Sex, Drugs and Genomics with Neil Hall…

Final Session of Workshop on Genomics 2014 and it started well…with a black screen and a finicky projector, Story via Storify! (PS. this was my first attempt at using Storify…quite fun actually):

You think Daniel was kidding with the whole Sex, Drugs and genomics…he wasn’t, Neil was worried with his talk being the last talk of the workshop, it was after lunch people were tired and what not so he decided to helpfully sum up the ending sections of his talk in case they nodded off…


To learn more about the interpretive dance of Neil Hall and what happened during his first week at the Sanger Institute check out his faculty highlight.

Neil Hall
University of Liverpool

Topic: Genomics of Pathogens: Positive Selection and Disruptive Technology

First off, Neil, as appreciative as he was of Chris’ talk, which came right before his; he felt the need to end the workshop on less of a gloom and doom note as he put it and sought to give us a light at the end of the tunnel. Additionally, he said everything Chris mentioned…his group has done at some point so next time Chris should get it right and mention their work, because if someone did something wrong his lab did it wrong first.

Already we could tell this was going to be a good session…

He mentions Anthony P. Fejes’ blog which is quite good and his particular post of What is a Bioinformatician…and Anthony had his own take. Neil also showed us where he lay on the scheme of bioinformatician…

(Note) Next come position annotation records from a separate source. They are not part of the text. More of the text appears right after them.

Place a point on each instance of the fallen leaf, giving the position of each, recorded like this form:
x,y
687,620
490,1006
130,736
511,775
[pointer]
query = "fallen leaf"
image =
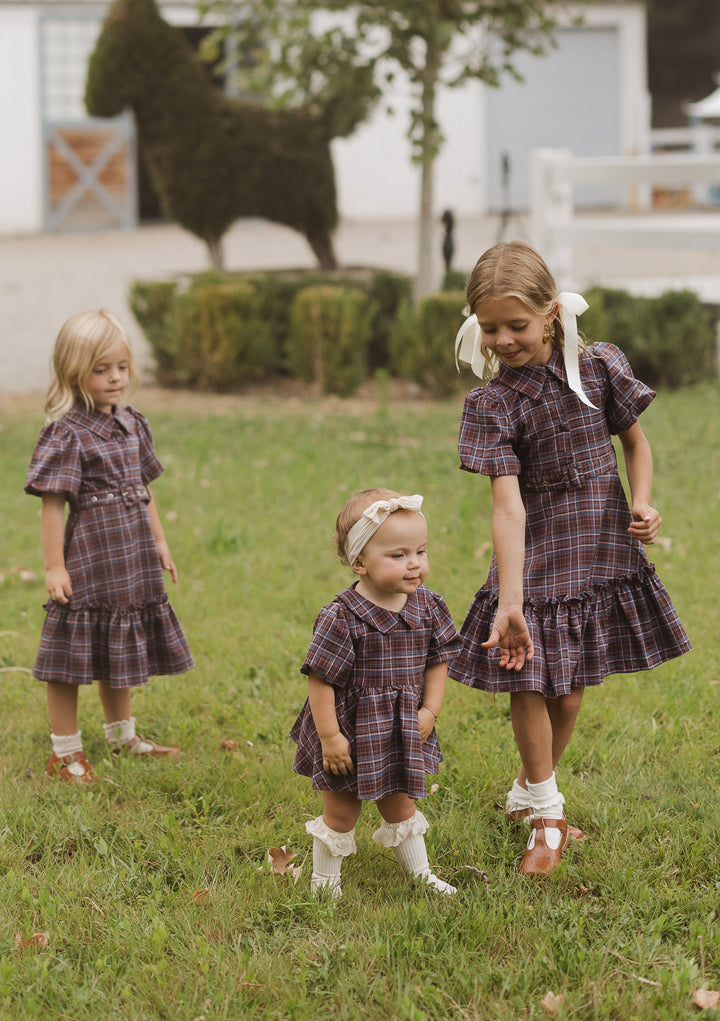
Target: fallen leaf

He mentions that nowadays all sequencing experiments have the same general workflow:



And now science using sequencing can be hypothesis driven.

The Red Queen Hypothesis:

“Now, here you see,” Said the Red Queen to Alice, “it takes all the running you can do to keep in the same place.” ~Lewis Carrol, Through the Looking Glass

In terms of disease and evolution we can talk about polymorphism vs divergence. Polymorphism within a species can be used to generate null hypotheses for divergence between species (ie. Dn/Ds = Pn/Ps; MacDonald-Krieitman). Theoretically positive selection should spread rapidly and become fixed leading to Dn/Ds > Pn/Ps whereas when you have purifying selection you would have Dn/Ds < Pn/Ps.

When you look at Psuedomonas and phage, they will co-evolve over time if you leave them alone long enough in culture because phage adapts to host and hosts then adapt to the phage leading to this back and forth evolutionary dance.

With the advent of next gen sequencing you can now sequence replicate populations to high coverage, especially for bacteria and virus who have orders of magnitude smaller genomes than that of eukaryotes. You can then measure frequencies of variants arising by mutation and subsequently selected and you can ask:

  • What is the rate molecular evolution with and without the the ‘Red Queen’?
  • Diversity and divergence between populations?
  • What genes might be under selection?

In the work of Patternson et al., 2012 looking at hosts and phage, they found with replicates that they followed a similar trajectory away from the ancestral sequence as they adapted to laboratory conditions. Replicates evolved similarly within a treatment but differently in different treatments. They also showed independent evolution within each replicate and a higher rate in the coevolved than evolved treatment. they found positive selection t be stronger in the co-evolved phage and co-evolved phage show twice the genetic distance from the ancestor. They also found phage attachment proteins in the tail contain the most diversity within and between populations and suggest that there is fluctuating selection within populations.

Onto Malaria…

Neil decided to go into some background about NGS and the study of malaria as everyone looked young enough to perhaps not remember the days before next gen sequencing.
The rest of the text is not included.